Expansions, Chapters, and ESO Plus
ESO‘s content model has three tiers. Chapters are the major annual expansions (sold separately, each adding a new zone and often a new class): Morrowind (2017), Summerset (2018), Elsweyr (2019), Greymoor (2020), Blackwood (2021), High Isle (2022), Necrom (2023), and Gold Road (2024). Each chapter is typically priced around $40 at launch. DLC packs are smaller content additions released between chapters, unlockable via ESO Plus or purchased individually. Free updates apply to all players regardless of subscription status and include system overhauls, quality-of-life improvements, and game-wide balance changes.
ESO Plus subscribers receive access to most DLC content (everything except the latest chapter), a monthly stipend of 1,650 Crowns (the in-game premium currency), and the Crafting Bag — the storage system that serious players consider nearly mandatory. ESO Plus does not include the most recent chapter at any given time; new chapters transition into the ESO Plus library when the next chapter releases.
The 2026 Season Model
Beginning with Season Zero: Dawn and Dusk on April 2, 2026, ZeniMax restructured how content is delivered.

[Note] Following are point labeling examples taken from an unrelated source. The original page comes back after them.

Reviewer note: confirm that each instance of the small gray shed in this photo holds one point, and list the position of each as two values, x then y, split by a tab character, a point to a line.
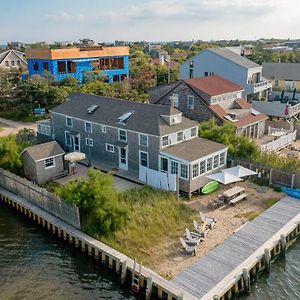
43	162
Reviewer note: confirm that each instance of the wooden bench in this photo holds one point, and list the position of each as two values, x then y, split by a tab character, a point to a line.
238	199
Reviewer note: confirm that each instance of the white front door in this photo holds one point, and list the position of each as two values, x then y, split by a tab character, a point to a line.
76	143
123	158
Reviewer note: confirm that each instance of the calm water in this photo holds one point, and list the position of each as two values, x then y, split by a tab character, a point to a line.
35	265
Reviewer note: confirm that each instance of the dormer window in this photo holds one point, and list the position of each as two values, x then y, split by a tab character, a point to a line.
190	102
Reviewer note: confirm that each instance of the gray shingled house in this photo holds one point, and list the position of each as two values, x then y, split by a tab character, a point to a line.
120	135
43	162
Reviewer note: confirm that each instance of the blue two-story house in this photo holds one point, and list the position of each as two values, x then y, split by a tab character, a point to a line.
110	62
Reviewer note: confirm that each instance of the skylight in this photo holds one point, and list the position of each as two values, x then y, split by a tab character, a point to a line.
125	117
92	108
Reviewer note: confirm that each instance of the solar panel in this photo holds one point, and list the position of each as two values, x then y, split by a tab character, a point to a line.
92	108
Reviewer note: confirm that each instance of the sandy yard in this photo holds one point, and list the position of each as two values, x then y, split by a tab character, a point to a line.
168	259
8	127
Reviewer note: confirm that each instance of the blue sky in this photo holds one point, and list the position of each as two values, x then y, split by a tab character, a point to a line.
154	20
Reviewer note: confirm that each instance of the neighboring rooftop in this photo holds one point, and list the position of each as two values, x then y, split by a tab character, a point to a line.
43	151
193	149
232	56
145	118
281	71
213	85
75	52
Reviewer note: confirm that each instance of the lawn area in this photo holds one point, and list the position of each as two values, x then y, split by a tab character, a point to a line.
154	218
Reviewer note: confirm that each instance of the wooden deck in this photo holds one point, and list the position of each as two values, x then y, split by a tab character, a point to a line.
215	273
171	289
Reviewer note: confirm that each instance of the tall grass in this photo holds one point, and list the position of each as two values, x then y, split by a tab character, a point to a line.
154	216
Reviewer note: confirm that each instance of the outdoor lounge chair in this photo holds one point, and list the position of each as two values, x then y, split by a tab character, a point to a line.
192	238
188	248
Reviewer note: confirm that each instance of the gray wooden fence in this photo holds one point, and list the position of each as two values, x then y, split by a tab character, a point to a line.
40	197
274	176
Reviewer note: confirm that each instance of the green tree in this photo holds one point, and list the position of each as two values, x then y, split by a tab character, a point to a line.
102	210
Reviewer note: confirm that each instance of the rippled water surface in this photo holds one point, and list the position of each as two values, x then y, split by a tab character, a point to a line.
35	265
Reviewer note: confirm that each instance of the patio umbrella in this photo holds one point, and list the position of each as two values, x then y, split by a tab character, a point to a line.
239	171
294	94
224	178
75	156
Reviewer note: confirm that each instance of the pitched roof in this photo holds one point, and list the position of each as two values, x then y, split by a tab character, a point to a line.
282	71
193	149
146	118
234	57
43	151
242	103
213	85
219	110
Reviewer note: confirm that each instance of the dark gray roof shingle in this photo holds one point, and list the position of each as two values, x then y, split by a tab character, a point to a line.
146	117
43	151
193	149
234	57
281	71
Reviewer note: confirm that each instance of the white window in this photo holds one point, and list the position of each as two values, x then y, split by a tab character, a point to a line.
144	159
202	167
184	171
193	132
165	141
222	159
164	164
88	127
89	142
122	135
190	102
176	100
69	122
143	140
216	161
110	148
174	167
180	136
195	170
209	164
49	163
67	138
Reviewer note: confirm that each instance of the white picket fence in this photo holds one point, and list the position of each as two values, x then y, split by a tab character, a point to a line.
160	180
279	143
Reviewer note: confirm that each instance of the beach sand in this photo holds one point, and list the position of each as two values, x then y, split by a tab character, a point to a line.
168	259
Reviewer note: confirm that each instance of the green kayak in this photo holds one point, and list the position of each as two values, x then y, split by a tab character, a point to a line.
210	187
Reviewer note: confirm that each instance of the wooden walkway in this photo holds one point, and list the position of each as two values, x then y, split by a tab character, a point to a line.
212	275
172	290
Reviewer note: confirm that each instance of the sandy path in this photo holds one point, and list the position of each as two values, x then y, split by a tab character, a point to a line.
8	127
168	259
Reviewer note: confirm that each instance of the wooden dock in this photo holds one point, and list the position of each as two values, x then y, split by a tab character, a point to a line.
229	268
150	283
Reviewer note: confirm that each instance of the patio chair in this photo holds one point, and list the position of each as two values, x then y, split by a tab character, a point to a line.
192	238
187	248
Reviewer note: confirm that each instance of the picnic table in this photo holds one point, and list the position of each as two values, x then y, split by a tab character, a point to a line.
233	192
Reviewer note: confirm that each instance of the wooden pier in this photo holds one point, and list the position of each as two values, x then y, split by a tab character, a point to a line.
228	269
150	284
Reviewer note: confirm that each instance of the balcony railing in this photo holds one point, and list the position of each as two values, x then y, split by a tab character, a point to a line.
279	143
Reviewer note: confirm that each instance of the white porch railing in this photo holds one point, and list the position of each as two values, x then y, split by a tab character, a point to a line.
279	143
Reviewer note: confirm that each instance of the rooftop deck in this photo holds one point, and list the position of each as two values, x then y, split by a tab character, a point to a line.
214	273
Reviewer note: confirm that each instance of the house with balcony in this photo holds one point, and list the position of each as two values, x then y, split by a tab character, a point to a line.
203	98
12	59
124	137
231	66
110	62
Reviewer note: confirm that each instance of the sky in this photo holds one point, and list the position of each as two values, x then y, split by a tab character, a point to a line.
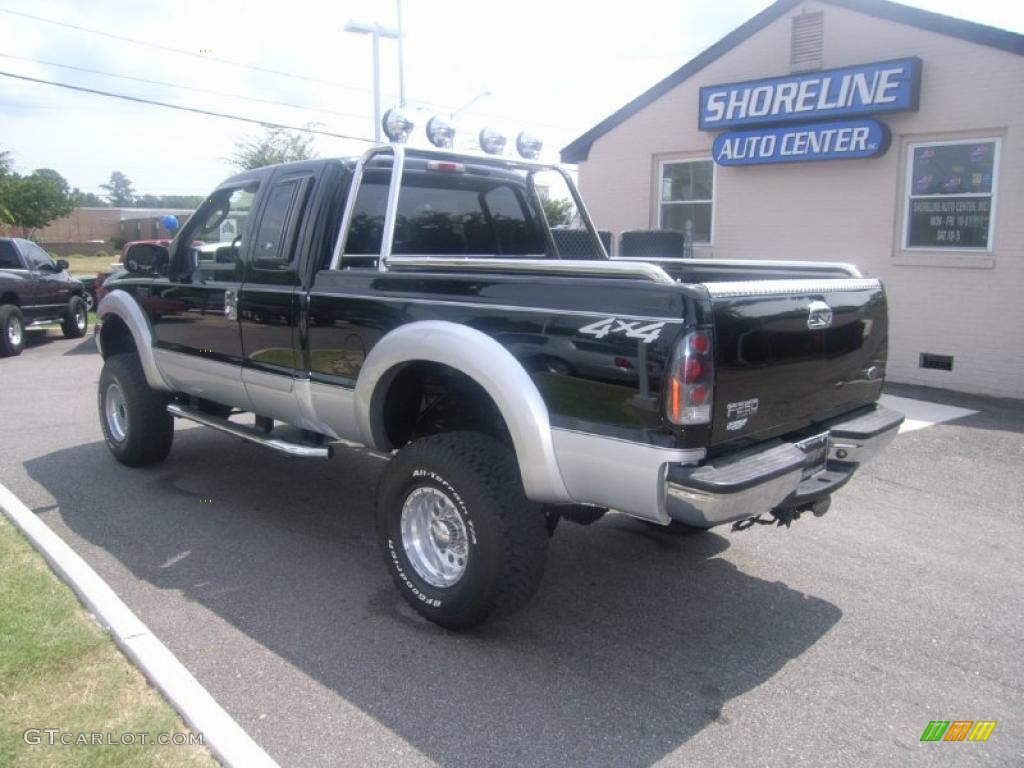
552	68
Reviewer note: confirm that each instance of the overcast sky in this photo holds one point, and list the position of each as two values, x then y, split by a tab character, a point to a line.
552	68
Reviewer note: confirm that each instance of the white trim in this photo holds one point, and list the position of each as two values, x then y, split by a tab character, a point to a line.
221	734
908	185
662	162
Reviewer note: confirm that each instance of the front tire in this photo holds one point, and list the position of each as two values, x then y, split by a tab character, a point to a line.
460	538
136	426
76	322
11	331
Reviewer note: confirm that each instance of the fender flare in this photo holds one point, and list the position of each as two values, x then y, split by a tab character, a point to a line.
124	306
491	366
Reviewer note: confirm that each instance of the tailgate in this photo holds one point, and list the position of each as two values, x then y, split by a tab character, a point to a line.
791	352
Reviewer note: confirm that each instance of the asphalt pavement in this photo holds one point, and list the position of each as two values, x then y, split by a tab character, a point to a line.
830	643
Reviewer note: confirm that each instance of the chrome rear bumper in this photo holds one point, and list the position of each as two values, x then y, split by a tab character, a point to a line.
780	475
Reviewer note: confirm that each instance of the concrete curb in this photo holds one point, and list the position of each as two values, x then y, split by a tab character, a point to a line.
221	734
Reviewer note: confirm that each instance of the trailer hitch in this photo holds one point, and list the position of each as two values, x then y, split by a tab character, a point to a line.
785	515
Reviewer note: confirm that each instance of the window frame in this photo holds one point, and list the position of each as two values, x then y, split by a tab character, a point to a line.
662	163
908	197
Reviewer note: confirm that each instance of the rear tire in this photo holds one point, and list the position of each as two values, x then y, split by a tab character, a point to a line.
136	426
460	538
11	331
76	322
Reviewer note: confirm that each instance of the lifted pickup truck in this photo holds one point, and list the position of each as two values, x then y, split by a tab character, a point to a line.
35	290
417	302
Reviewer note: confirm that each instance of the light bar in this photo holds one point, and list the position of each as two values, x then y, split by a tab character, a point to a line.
493	141
440	132
528	145
396	125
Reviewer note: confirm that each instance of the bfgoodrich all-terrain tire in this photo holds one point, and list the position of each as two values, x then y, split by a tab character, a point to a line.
11	331
461	539
136	426
76	321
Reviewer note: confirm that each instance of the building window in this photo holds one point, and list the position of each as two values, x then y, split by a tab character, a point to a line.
950	192
686	199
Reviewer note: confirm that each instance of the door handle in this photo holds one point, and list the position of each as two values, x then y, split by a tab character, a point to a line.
231	304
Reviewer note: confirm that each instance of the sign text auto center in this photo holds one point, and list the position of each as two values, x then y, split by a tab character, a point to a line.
836	94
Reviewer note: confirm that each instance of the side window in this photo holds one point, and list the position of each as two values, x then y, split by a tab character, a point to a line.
217	233
8	256
270	250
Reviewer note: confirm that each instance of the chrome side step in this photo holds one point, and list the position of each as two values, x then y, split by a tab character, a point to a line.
289	448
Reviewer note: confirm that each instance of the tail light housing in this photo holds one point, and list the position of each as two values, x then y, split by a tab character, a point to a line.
691	381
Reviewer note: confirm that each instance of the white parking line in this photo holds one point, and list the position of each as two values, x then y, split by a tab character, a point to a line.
921	414
224	737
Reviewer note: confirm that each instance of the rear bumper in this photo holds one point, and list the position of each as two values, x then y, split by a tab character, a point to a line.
778	475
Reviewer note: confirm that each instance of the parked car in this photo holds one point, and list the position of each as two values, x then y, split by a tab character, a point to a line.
407	301
35	290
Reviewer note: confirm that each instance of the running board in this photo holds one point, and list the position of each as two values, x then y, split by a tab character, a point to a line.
289	448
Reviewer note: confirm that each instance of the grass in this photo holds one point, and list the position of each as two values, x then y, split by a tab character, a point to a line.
89	265
59	670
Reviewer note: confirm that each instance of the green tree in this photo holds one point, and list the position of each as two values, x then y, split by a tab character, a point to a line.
119	190
275	145
33	202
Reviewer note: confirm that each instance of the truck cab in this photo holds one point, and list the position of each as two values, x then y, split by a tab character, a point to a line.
420	303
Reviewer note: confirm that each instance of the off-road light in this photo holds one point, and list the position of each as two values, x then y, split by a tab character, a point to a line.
396	125
440	132
528	145
493	141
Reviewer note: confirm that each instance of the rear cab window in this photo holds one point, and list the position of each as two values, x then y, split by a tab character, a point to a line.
441	214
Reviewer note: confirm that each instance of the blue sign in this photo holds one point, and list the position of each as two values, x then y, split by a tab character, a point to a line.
865	89
796	143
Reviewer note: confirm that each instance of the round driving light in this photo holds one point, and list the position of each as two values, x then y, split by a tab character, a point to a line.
396	125
440	132
493	141
528	145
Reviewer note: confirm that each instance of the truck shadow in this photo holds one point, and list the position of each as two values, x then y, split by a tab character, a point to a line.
636	642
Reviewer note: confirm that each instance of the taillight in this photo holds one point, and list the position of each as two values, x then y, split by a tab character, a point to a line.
691	380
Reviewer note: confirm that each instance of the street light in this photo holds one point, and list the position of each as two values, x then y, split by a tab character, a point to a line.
376	32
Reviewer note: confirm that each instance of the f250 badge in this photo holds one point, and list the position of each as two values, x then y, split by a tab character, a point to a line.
739	413
631	329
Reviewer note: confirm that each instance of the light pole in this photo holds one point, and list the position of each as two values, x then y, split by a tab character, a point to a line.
376	32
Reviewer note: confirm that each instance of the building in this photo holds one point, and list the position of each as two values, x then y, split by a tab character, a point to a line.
88	230
915	125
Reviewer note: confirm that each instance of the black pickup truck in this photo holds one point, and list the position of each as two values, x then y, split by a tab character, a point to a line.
419	303
35	290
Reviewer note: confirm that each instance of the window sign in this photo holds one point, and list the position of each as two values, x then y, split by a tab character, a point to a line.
951	195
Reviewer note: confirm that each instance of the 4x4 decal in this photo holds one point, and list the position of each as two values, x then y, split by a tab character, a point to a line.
631	329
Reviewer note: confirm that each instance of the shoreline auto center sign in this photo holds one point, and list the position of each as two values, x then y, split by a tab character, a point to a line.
800	101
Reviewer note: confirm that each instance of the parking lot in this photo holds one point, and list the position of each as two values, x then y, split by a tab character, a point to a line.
832	643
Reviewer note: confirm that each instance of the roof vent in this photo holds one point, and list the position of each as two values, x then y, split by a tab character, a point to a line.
807	42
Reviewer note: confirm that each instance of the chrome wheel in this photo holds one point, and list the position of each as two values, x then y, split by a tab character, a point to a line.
14	331
433	536
116	413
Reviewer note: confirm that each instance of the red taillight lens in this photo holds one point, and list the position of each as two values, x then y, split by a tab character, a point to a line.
692	370
691	380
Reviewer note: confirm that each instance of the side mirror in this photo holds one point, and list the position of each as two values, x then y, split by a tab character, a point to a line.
146	258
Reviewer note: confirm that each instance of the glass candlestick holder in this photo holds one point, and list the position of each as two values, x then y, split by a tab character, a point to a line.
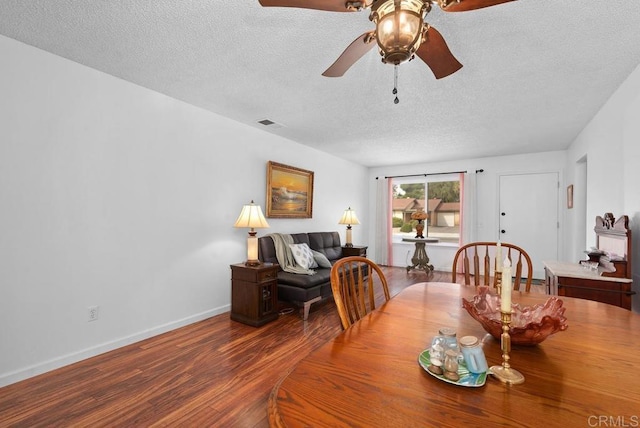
504	372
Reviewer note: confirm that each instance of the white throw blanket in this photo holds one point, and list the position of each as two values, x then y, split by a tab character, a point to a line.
284	254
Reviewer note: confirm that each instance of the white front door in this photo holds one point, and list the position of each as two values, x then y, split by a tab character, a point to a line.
528	215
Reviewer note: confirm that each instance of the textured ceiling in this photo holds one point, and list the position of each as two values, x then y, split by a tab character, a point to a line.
535	72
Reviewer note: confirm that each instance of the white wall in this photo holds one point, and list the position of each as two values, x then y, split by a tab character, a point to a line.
117	196
610	143
441	256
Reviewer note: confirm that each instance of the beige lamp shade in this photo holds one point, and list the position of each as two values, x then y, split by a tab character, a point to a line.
349	217
251	216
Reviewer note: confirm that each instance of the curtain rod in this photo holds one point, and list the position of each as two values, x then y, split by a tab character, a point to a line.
424	175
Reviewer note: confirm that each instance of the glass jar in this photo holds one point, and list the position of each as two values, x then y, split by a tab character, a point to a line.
473	355
447	339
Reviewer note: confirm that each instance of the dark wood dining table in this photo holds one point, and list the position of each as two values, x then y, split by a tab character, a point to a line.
369	376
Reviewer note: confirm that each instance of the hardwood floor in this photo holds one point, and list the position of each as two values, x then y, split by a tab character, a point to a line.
216	372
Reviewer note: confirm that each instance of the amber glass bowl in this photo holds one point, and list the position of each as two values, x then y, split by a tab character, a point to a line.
530	325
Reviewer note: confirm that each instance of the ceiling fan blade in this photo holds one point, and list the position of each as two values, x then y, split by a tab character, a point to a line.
436	54
328	5
465	5
351	54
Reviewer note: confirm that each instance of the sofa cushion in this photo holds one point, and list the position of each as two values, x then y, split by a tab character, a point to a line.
303	256
327	243
305	281
321	259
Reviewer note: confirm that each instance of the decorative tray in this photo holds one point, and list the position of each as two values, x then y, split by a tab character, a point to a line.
467	378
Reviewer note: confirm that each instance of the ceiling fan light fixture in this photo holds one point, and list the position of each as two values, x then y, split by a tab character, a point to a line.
399	28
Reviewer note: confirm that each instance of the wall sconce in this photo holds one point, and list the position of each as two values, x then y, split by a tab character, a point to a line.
349	217
251	216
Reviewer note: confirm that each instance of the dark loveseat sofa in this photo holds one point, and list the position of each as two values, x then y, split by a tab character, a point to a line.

The annual chapter system was replaced with a seasonal model: core seasonal content is now free for all players, while a new battle pass system called Tomes of Tamriel offers optional premium rewards tracks (similar to Fortnite or Call of Duty‘s seasonal passes). A new cosmetic shop, the Gold Coast Bazaar, was introduced alongside it. All content now launches simultaneously on PC and consoles, addressing a longtime complaint that console players received updates weeks after PC.
Player Numbers and Current State
As of June 2026, ESO has approximately 26 million registered accounts across its twelve-year run. Concurrent player estimates for the current period show around 140,000 active players across all platforms, with Steam-specific concurrent peaks between 9,000 and 14,000. Monthly revenue is estimated at approximately $15 million, and the game’s lifetime earnings exceed $2 billion.
The SERP landscape reflects sustained engagement: the game’s official site draws the highest organic search traffic of any Elder Scrolls property, and the subreddit r/elderscrollsonline is one of the most active MMO communities. The question “is ESO worth playing” — or variants of it — appears in multiple high-traffic Reddit threads, reflecting an ongoing stream of new players evaluating whether to start rather than a settled consensus from a static community.
Is the Base Game Worth Playing in 2026?
The honest answer depends on what the player is looking for. If the question is is there enough content in the base game alone to justify the current price — which is frequently under $10 and routinely made free — the answer is yes, by a significant margin. The base game offers a complete, massive open world with hundreds of hours of voiced questlines, combat that functions differently from any other MMORPG, and a PvP zone (Cyrodiil) unlike anything in the mainline franchise.
The caveat is that the game’s best version of itself — the version with all zones accessible, all chapter content available, and the Crafting Bag unlocked — requires either years of accumulated purchases or an active ESO Plus subscription. New players start with a game that is already very large; what ESO Plus and the chapters add is more of that same world, not access to content the base game promises and withholds.